Posted to user@spark.apache.org by Adrian Mocanu <am...@verticalscope.com> on 2014/02/26 18:34:52 UTC

window every n elements instead of time based

Hi
Is there a way to do window processing but not based on time but every 6 items going through the stream?

Example:
Window of size 3 with 1 item "duration"
Stream data: 1,2,3,4,5,6,7
[1,2,3]=window 1
[2,3,4]=window 2
[3,4,5]=window 2
etc

-Adrian

Re: window every n elements instead of time based

Posted by Michael Allman <mi...@videoamp.com>.
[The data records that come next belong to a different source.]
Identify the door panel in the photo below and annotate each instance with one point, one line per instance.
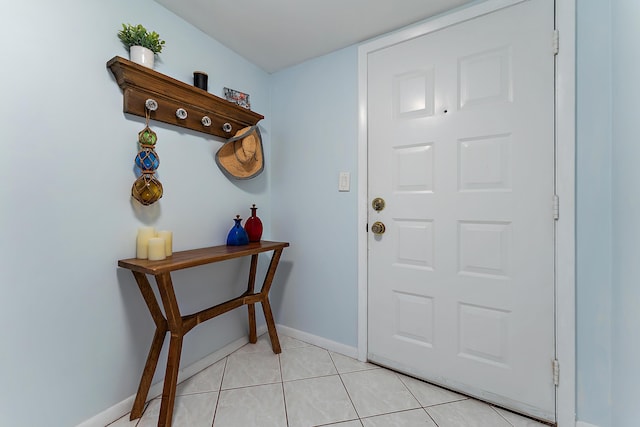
(461, 147)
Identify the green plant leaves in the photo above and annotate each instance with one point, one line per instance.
(137, 35)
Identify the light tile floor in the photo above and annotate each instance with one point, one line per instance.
(309, 386)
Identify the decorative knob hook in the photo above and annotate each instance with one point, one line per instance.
(151, 104)
(181, 113)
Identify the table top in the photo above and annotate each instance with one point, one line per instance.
(195, 257)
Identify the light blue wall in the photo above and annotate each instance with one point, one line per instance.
(75, 331)
(314, 121)
(594, 217)
(626, 212)
(608, 231)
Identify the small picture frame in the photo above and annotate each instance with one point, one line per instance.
(237, 97)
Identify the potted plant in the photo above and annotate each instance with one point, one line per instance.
(142, 44)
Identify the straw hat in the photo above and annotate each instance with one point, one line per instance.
(241, 157)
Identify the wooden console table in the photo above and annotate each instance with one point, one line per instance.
(178, 325)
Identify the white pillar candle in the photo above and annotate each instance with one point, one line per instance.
(142, 241)
(168, 241)
(156, 249)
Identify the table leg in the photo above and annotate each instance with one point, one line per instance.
(170, 382)
(266, 305)
(251, 307)
(156, 345)
(174, 321)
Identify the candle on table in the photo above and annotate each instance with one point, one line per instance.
(168, 241)
(142, 241)
(156, 249)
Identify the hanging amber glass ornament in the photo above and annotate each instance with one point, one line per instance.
(147, 189)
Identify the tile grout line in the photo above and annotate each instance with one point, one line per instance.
(215, 409)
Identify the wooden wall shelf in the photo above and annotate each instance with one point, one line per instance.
(140, 83)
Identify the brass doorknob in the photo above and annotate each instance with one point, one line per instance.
(378, 228)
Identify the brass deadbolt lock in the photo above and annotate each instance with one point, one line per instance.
(378, 204)
(378, 228)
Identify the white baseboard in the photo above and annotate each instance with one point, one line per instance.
(319, 341)
(122, 408)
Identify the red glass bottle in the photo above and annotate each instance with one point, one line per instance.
(253, 226)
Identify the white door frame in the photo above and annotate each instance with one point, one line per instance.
(565, 181)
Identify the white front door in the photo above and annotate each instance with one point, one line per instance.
(461, 149)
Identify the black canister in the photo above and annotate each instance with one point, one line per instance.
(200, 80)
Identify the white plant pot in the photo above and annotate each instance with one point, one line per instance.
(141, 55)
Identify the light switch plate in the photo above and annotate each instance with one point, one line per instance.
(344, 181)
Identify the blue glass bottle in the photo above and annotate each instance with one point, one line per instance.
(237, 235)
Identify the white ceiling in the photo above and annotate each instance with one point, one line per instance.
(276, 34)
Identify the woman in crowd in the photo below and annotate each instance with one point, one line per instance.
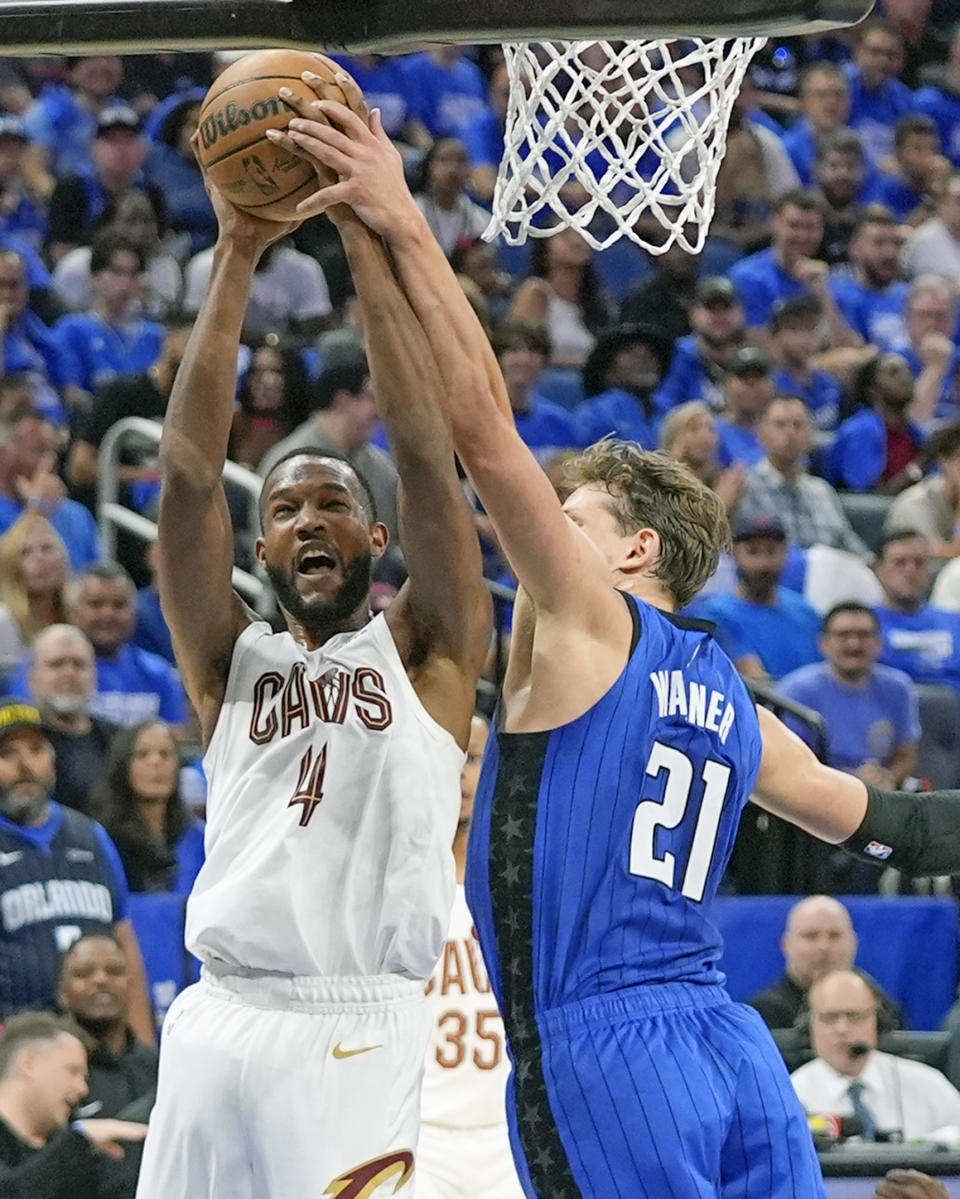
(160, 842)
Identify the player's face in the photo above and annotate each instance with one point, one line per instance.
(95, 983)
(318, 543)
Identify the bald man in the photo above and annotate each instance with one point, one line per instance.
(819, 938)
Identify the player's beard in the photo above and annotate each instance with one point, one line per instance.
(322, 615)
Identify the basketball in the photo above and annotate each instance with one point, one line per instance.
(241, 104)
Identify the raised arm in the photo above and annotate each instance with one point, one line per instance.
(195, 542)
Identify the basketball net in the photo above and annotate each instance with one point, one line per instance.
(616, 139)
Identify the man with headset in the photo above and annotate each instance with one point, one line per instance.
(892, 1098)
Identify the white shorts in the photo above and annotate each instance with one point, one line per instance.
(276, 1088)
(465, 1163)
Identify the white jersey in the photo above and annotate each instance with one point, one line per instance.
(332, 807)
(468, 1067)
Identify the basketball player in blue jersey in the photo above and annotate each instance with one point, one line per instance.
(625, 751)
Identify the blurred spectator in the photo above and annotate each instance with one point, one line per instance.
(825, 100)
(748, 391)
(439, 186)
(79, 203)
(871, 297)
(766, 628)
(42, 1078)
(132, 217)
(917, 169)
(272, 402)
(689, 434)
(918, 639)
(132, 685)
(780, 487)
(160, 843)
(877, 449)
(621, 377)
(62, 124)
(289, 293)
(62, 679)
(877, 98)
(889, 1095)
(870, 711)
(819, 938)
(795, 329)
(28, 480)
(563, 295)
(34, 568)
(95, 992)
(933, 506)
(701, 357)
(171, 168)
(61, 875)
(934, 247)
(109, 339)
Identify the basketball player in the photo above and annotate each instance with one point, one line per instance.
(333, 754)
(611, 790)
(464, 1148)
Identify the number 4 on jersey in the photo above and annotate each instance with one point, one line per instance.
(653, 814)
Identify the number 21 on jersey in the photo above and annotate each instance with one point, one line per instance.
(653, 814)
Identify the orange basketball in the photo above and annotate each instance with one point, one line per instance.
(241, 106)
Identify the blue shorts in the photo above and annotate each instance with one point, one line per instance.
(666, 1092)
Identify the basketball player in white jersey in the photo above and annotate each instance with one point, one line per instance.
(333, 754)
(464, 1145)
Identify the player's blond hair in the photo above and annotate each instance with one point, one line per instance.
(652, 490)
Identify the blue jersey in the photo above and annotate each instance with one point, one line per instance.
(596, 849)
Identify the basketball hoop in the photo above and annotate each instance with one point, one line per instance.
(616, 138)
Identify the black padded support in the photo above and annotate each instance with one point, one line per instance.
(30, 26)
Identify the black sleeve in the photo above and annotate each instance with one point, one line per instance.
(68, 1168)
(918, 833)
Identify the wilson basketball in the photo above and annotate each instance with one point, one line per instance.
(240, 107)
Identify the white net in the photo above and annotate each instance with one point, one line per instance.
(616, 138)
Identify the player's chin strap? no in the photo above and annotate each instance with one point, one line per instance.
(918, 833)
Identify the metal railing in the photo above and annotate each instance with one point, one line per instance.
(113, 514)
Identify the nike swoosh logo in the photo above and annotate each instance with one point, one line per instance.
(339, 1053)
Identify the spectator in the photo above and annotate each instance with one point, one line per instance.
(34, 568)
(918, 639)
(95, 992)
(701, 357)
(344, 417)
(52, 851)
(80, 202)
(877, 449)
(28, 457)
(786, 269)
(888, 1094)
(563, 295)
(766, 628)
(780, 487)
(877, 97)
(42, 1079)
(748, 391)
(161, 845)
(795, 330)
(440, 190)
(61, 681)
(871, 297)
(109, 339)
(870, 711)
(620, 379)
(819, 938)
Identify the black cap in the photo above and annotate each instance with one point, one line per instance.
(118, 116)
(716, 289)
(746, 526)
(748, 360)
(619, 338)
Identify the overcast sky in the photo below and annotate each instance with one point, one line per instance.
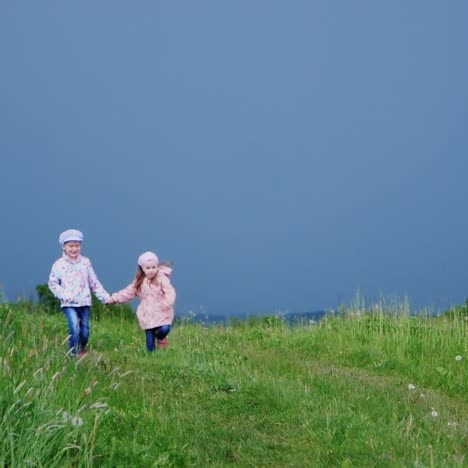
(283, 154)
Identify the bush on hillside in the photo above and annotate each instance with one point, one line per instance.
(458, 311)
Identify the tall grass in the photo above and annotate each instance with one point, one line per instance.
(367, 387)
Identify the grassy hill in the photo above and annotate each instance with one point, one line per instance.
(359, 389)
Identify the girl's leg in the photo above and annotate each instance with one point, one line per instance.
(150, 339)
(161, 333)
(73, 327)
(83, 315)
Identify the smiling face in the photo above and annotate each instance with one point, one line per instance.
(150, 268)
(72, 249)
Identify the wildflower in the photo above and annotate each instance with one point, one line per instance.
(18, 388)
(99, 405)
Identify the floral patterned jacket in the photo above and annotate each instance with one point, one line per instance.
(71, 281)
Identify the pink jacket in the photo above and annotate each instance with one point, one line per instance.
(157, 302)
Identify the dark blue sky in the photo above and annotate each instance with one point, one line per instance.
(284, 154)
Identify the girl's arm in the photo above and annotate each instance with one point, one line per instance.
(55, 284)
(169, 294)
(124, 295)
(96, 286)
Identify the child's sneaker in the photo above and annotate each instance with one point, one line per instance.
(163, 343)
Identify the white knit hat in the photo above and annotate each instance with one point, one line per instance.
(70, 235)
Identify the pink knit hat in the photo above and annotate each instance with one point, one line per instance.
(70, 235)
(144, 257)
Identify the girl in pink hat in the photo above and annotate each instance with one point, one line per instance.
(157, 295)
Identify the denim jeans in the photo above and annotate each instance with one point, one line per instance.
(78, 327)
(153, 334)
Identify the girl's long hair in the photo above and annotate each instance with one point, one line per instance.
(140, 275)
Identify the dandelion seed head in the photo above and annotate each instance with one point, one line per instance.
(76, 421)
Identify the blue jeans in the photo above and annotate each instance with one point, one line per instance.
(78, 327)
(153, 334)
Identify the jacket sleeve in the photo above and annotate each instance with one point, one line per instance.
(96, 286)
(168, 291)
(55, 283)
(125, 295)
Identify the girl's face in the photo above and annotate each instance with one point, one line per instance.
(72, 249)
(150, 268)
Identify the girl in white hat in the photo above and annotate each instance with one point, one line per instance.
(71, 280)
(153, 287)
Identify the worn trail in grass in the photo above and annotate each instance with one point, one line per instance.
(256, 394)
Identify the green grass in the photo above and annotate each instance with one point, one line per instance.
(257, 393)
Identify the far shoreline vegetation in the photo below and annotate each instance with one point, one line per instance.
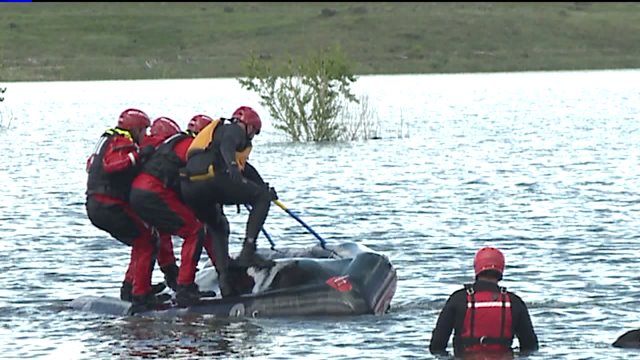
(122, 41)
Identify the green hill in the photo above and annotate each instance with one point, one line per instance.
(95, 41)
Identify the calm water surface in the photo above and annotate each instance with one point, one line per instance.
(541, 165)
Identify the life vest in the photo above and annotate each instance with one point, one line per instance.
(165, 163)
(487, 322)
(203, 159)
(117, 185)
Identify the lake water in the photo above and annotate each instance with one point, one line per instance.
(543, 165)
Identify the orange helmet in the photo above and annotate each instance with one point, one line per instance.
(488, 258)
(163, 127)
(198, 122)
(248, 116)
(133, 119)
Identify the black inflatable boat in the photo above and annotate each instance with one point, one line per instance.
(349, 279)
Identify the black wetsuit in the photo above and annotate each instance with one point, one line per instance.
(452, 317)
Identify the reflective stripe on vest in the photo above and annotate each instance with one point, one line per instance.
(487, 322)
(202, 142)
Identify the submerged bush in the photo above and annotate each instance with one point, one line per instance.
(5, 119)
(304, 96)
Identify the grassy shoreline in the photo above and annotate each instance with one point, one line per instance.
(109, 41)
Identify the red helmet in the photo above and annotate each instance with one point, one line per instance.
(198, 122)
(163, 127)
(488, 258)
(248, 116)
(133, 119)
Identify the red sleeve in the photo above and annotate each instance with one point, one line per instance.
(151, 140)
(181, 148)
(121, 154)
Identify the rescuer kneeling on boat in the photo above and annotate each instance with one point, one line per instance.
(217, 172)
(485, 316)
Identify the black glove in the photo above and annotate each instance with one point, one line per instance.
(274, 194)
(146, 152)
(272, 191)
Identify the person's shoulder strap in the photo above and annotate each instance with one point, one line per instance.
(469, 289)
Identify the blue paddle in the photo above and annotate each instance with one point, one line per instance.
(266, 234)
(293, 215)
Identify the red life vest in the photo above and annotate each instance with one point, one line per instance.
(487, 322)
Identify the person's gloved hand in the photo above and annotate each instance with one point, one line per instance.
(272, 191)
(234, 172)
(146, 152)
(274, 194)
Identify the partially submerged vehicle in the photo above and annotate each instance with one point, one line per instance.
(348, 279)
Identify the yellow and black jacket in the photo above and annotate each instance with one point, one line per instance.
(216, 147)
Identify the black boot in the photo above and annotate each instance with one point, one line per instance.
(170, 275)
(221, 248)
(248, 256)
(224, 284)
(125, 291)
(190, 294)
(127, 288)
(147, 301)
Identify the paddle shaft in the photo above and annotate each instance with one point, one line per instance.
(293, 215)
(266, 234)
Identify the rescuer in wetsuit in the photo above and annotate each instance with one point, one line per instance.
(485, 316)
(217, 173)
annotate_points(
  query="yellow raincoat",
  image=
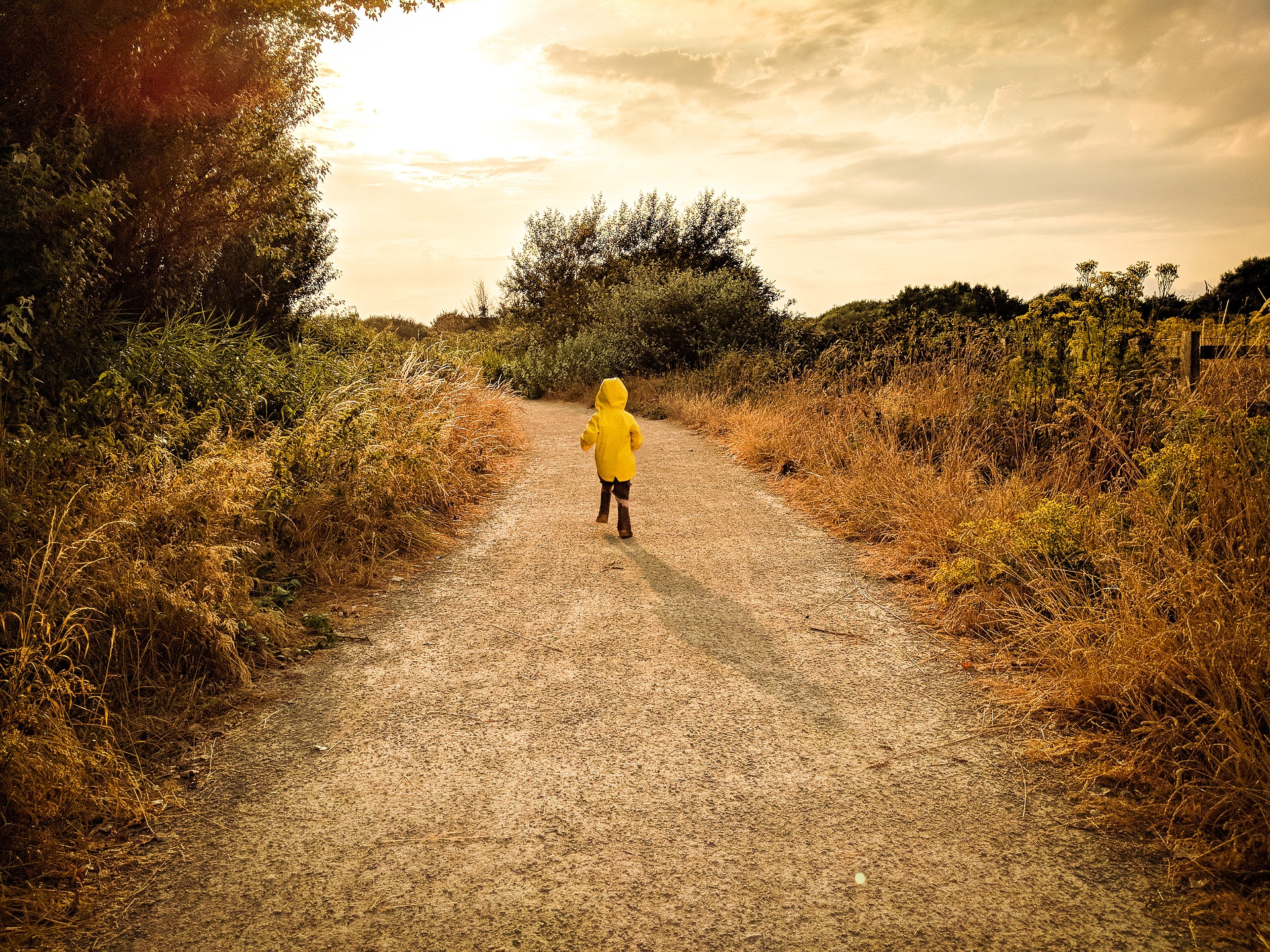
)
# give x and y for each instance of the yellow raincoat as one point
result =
(614, 433)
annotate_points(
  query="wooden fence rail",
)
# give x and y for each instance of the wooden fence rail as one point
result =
(1191, 350)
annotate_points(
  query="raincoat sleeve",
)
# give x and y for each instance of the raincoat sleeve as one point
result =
(592, 433)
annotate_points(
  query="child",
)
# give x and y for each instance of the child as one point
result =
(615, 436)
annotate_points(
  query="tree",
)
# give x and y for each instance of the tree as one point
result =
(149, 165)
(1241, 291)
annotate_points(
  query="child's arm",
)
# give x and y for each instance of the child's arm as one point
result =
(592, 433)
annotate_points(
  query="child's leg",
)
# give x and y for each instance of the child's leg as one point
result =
(622, 491)
(605, 494)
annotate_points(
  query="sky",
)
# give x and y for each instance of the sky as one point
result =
(875, 143)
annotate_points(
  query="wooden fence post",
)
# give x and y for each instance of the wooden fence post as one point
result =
(1191, 358)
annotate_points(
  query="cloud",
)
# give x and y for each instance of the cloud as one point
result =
(673, 67)
(447, 173)
(912, 139)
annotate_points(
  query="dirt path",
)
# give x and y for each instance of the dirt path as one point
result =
(689, 767)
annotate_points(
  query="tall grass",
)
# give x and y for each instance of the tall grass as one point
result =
(1122, 564)
(161, 542)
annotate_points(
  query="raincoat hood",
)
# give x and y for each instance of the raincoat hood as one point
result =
(614, 433)
(613, 395)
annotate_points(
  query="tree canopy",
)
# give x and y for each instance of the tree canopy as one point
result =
(149, 167)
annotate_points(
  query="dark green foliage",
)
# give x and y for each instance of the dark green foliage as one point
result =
(1241, 291)
(149, 168)
(644, 290)
(873, 338)
(404, 328)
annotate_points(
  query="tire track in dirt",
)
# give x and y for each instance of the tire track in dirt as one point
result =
(669, 758)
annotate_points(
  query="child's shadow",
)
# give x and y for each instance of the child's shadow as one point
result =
(728, 633)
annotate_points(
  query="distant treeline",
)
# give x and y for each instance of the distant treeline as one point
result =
(651, 288)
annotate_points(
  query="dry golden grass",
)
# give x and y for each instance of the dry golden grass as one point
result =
(1142, 601)
(146, 600)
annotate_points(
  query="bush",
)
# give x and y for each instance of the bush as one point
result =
(155, 543)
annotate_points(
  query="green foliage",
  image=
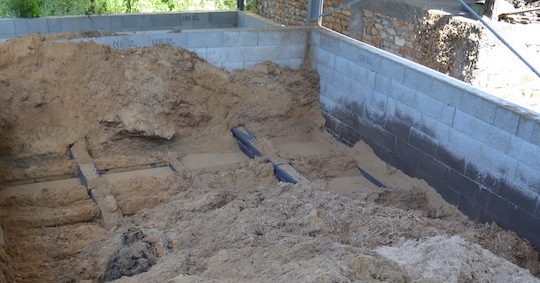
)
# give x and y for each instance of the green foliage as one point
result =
(36, 8)
(21, 8)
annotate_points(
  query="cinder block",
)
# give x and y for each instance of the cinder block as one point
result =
(364, 76)
(348, 51)
(136, 22)
(463, 146)
(391, 69)
(297, 37)
(223, 18)
(434, 108)
(21, 26)
(101, 23)
(478, 107)
(445, 92)
(201, 52)
(527, 176)
(261, 53)
(382, 83)
(291, 51)
(506, 119)
(7, 27)
(375, 104)
(325, 58)
(486, 133)
(434, 128)
(165, 21)
(402, 93)
(54, 25)
(329, 43)
(403, 113)
(417, 80)
(242, 38)
(38, 25)
(368, 59)
(194, 20)
(315, 39)
(345, 67)
(336, 94)
(295, 63)
(343, 82)
(75, 24)
(525, 152)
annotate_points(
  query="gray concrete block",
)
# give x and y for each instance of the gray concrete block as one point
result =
(291, 51)
(315, 39)
(434, 108)
(129, 41)
(7, 27)
(325, 58)
(364, 76)
(224, 18)
(445, 92)
(486, 133)
(295, 63)
(329, 43)
(343, 82)
(221, 56)
(201, 52)
(165, 21)
(240, 38)
(527, 176)
(478, 107)
(382, 83)
(75, 24)
(21, 26)
(391, 69)
(261, 53)
(345, 67)
(336, 94)
(54, 25)
(348, 51)
(233, 66)
(194, 20)
(38, 25)
(298, 37)
(205, 39)
(435, 129)
(101, 23)
(368, 59)
(403, 113)
(136, 22)
(326, 74)
(506, 119)
(402, 93)
(463, 146)
(525, 152)
(375, 105)
(273, 37)
(116, 22)
(417, 80)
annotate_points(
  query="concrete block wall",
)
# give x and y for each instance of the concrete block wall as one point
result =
(231, 49)
(480, 152)
(10, 27)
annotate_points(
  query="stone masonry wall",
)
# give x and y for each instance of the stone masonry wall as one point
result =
(287, 12)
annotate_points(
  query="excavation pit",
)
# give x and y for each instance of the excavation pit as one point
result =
(177, 200)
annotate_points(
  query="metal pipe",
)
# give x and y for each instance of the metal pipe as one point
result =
(470, 10)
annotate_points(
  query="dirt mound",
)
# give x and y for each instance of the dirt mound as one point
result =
(202, 221)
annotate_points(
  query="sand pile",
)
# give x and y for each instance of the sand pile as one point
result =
(230, 223)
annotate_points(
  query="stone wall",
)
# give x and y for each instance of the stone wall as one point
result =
(287, 12)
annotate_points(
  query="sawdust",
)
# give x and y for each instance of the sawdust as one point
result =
(218, 218)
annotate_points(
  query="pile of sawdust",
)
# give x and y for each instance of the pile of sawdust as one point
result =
(225, 224)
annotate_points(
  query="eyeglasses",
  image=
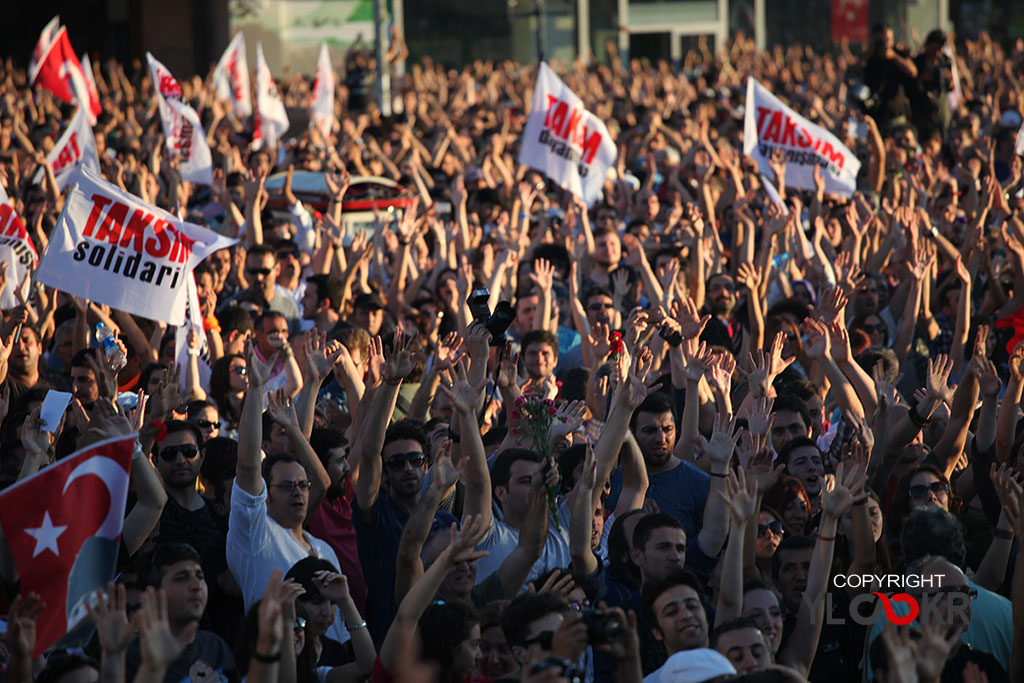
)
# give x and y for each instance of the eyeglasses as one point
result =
(396, 463)
(292, 485)
(170, 453)
(921, 492)
(544, 639)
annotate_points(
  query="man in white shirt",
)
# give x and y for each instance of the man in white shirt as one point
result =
(269, 503)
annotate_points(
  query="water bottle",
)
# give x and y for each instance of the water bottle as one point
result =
(115, 356)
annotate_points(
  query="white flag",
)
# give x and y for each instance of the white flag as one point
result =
(17, 251)
(769, 125)
(565, 141)
(90, 84)
(194, 153)
(324, 93)
(167, 89)
(76, 146)
(194, 319)
(111, 247)
(46, 38)
(231, 77)
(270, 116)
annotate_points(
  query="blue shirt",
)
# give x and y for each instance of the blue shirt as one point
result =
(377, 535)
(682, 493)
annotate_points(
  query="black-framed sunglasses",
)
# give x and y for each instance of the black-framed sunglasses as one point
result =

Yes, I meant batch interval. Thanks for clarifying.

Cheers,

Michael


On Oct 7, 2014, at 11:14 PM, jayant [via Apache Spark User List] <ml...@n3.nabble.com> wrote:

> Hi Michael,
> 
> I think you are meaning batch interval instead of windowing. It can be helpful for cases when you do not want to process very small batch sizes.
> 
> HDFS sink in Flume has the concept of rolling files based on time, number of events or size.
> https://flume.apache.org/FlumeUserGuide.html#hdfs-sink
> 
> The same could be applied to Spark if the use cases demand. The only major catch would be that it breaks the concept of window operations which are in Spark.
> 
> Thanks,
> Jayant
> 
> 
> 
> 
> On Tue, Oct 7, 2014 at 10:19 PM, Michael Allman <[hidden email]> wrote:
> Hi Andrew,
> 
> The use case I have in mind is batch data serialization to HDFS, where sizing files to a certain HDFS block size is desired. In my particular use case, I want to process 10GB batches of data at a time. I'm not sure this is a sensible use case for spark streaming, and I was trying to test it. However, I had trouble getting it working and in the end I decided it was more trouble than it was worth. So I decided to split my task into two: one streaming job on small, time-defined batches of data, and a traditional Spark job aggregating the smaller files into a larger whole. In retrospect, I think this is the right way to go, even if a count-based window specification was possible. Therefore, I can't suggest my use case for a count-based window size.
> 
> Cheers,
> 
> Michael
> 
> On Oct 5, 2014, at 4:03 PM, Andrew Ash <[hidden email]> wrote:
> 
>> Hi Michael,
>> 
>> I couldn't find anything in Jira for it -- https://issues.apache.org/jira/issues/?jql=project%20%3D%20SPARK%20AND%20text%20~%20%22window%22%20AND%20component%20%3D%20Streaming
>> 
>> Could you or Adrian please file a Jira ticket explaining the functionality and maybe a proposed API?  This will help people interested in count-based windowing to understand the state of the feature in Spark Streaming.
>> 
>> Thanks!
>> Andrew
>> 
>> On Fri, Oct 3, 2014 at 4:09 PM, Michael Allman <[hidden email]> wrote:
>> Hi,
>> 
>> I also have a use for count-based windowing. I'd like to process data
>> batches by size as opposed to time. Is this feature on the development
>> roadmap? Is there a JIRA ticket for it?
>> 
>> Thank you,
>> 
>> Michael
>> 
>> 
>> 
>> --
>> View this message in context: http://apache-spark-user-list.1001560.n3.nabble.com/window-every-n-elements-instead-of-time-based-tp2085p15701.html
>> Sent from the Apache Spark User List mailing list archive at Nabble.com.
>> 
>> ---------------------------------------------------------------------
>> To unsubscribe, e-mail: [hidden email]
>> For additional commands, e-mail: [hidden email]
>> 
>> 
> 
> 
> 
> 
> If you reply to this email, your message will be added to the discussion below:
> http://apache-spark-user-list.1001560.n3.nabble.com/window-every-n-elements-instead-of-time-based-tp2085p15904.html
> To unsubscribe from window every n elements instead of time based, click here.
> NAML





--
View this message in context: http://apache-spark-user-list.1001560.n3.nabble.com/window-every-n-elements-instead-of-time-based-tp2085p15905.html
Sent from the Apache Spark User List mailing list archive at Nabble.com.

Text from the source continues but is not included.